We're off to the vet again this morning; he's being nice and opening on a Sunday for us.
post #13 of 22
If you need to continue hand feeding you can wrap him in a towel like a mummy with only his head showing to reduce scratching.
post #14 of 22
Quote:
Originally Posted by Steve1 View Post
Well, the food went down - and stayed down, which is another good sign. Score: only 10 scratches, so quite good :-). He emerged from the dog-box during the night where he's been hiding, (we have a liberal, equal-rights, multi-kulti house here), and slept completely stretched out on his bed. Another good sign.
We're off to the vet again this morning; he's being nice and opening on a Sunday for us.
IMO, those ARE good signs, especially the sleeping stretched out! Yay.
post #15 of 22
Thread Starter 
His temperature is down from 41°C (106°F) on Friday to 39.5 (103) today, and he's a lot grumpier about going to the vet. The food is going/staying down. Raised it from 30 to 40 ml, 5x a day. Seems to be ok. He sniffed his bowl this afternoon, so we'll see. Back to the vet tomorrow.
post #16 of 22
Woohoo!! Those are EXCELLENT signs!! Yayyy!!

I've also found that boiled chicken with extra broth is a good enticement to eat. I just put a chicken breast in water with no seasonings and boil until done. Then, I cut it up into smaller pieces and grind up in the blender. You could also shred it with two forks.
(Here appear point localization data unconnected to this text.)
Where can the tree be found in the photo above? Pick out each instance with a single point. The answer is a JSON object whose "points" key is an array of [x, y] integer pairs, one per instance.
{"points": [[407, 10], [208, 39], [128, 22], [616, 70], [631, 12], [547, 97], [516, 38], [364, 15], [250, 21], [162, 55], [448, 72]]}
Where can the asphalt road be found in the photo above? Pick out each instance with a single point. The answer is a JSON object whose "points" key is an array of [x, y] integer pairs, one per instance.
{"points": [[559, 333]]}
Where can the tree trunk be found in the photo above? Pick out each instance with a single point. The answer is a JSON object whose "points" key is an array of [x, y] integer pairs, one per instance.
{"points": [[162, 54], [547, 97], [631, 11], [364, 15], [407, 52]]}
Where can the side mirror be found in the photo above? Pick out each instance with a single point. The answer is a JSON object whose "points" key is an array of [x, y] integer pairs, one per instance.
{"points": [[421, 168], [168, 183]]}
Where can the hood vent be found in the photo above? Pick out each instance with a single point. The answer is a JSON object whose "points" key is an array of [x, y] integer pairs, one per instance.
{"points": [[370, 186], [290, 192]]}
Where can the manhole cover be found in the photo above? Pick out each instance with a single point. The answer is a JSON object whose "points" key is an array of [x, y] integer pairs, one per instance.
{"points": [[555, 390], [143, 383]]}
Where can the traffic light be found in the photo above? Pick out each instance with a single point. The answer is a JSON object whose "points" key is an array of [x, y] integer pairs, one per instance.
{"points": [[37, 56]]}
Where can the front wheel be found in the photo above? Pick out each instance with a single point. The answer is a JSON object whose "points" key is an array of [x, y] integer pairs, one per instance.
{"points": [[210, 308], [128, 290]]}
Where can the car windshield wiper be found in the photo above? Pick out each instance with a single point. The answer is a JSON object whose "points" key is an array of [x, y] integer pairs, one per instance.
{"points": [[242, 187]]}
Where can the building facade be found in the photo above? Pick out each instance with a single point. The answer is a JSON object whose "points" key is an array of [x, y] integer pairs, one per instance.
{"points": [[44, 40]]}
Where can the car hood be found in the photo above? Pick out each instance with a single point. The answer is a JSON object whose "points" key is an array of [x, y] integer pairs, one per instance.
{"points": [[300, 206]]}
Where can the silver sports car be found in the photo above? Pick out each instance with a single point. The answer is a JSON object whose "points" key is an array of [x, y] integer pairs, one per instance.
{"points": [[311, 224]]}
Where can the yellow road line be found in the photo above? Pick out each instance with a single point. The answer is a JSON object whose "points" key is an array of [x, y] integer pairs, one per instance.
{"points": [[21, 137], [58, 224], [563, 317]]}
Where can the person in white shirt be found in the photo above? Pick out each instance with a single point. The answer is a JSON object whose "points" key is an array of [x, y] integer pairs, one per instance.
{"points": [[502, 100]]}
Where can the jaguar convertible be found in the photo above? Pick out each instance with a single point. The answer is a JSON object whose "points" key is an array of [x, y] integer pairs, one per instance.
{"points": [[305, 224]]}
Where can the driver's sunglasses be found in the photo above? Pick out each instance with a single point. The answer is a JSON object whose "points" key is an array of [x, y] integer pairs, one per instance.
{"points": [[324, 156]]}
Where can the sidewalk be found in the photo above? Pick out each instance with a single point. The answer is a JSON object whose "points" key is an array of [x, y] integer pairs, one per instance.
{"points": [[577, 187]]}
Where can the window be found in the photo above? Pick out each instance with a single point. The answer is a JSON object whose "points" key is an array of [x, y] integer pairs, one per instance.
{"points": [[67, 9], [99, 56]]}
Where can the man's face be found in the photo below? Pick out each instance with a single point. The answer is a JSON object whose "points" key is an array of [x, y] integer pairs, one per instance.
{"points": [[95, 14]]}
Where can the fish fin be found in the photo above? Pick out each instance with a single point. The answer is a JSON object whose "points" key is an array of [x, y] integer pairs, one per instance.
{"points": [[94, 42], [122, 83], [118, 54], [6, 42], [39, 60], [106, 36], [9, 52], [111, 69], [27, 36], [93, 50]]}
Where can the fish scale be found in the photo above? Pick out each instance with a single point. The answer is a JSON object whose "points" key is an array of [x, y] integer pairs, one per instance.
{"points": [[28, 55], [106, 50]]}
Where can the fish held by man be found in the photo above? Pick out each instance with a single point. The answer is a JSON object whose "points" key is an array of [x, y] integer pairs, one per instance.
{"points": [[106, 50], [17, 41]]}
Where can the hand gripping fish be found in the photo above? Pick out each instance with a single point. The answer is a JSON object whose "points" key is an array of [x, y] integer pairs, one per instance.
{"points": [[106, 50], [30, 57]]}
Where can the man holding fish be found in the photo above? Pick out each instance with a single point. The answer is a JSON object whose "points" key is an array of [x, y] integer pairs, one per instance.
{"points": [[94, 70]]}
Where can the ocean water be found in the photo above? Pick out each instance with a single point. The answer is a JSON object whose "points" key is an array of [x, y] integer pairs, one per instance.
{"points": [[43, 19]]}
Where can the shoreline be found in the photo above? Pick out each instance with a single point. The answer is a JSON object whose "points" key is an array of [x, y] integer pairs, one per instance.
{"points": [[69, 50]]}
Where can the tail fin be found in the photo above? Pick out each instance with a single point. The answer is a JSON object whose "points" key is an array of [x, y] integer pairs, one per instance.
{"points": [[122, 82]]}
When serving, I add some broth and my kitty laps it up.

Stephanie
post #17 of 22
Thread Starter 
He ate two pieces of dried food from his bowl and a little salmon, before sticking his nose up to ALL my other (delicious) suggestions.
post #18 of 22
Thread Starter 
When I came down this morning he was munching away from his bowl. Seems one of the major hurdles has been crossed.
post #19 of 22
I'm glad to hear that he's well on the road to recovery!
post #20 of 22
Thread Starter 
Temperature down to 39 (102), good appetite and drinking water from the bowl. Getting impatient and wanting to go 'walk-about'. Looking good.

Thanks everybody for the support.
post #21 of 22
Quote:
Originally Posted by Steve1 View Post
Temperature down to 39 (102), good appetite and drinking water from the bowl. Getting impatient and wanting to go 'walk-about'. Looking good.

Thanks everybody for the support.
Definitely sounds like the worst is over!
post #22 of 22
Steve, I'm so glad your little guy is doing better! Is his temp back to normal and is he still continuing to get better? You did a great job of taking care of him!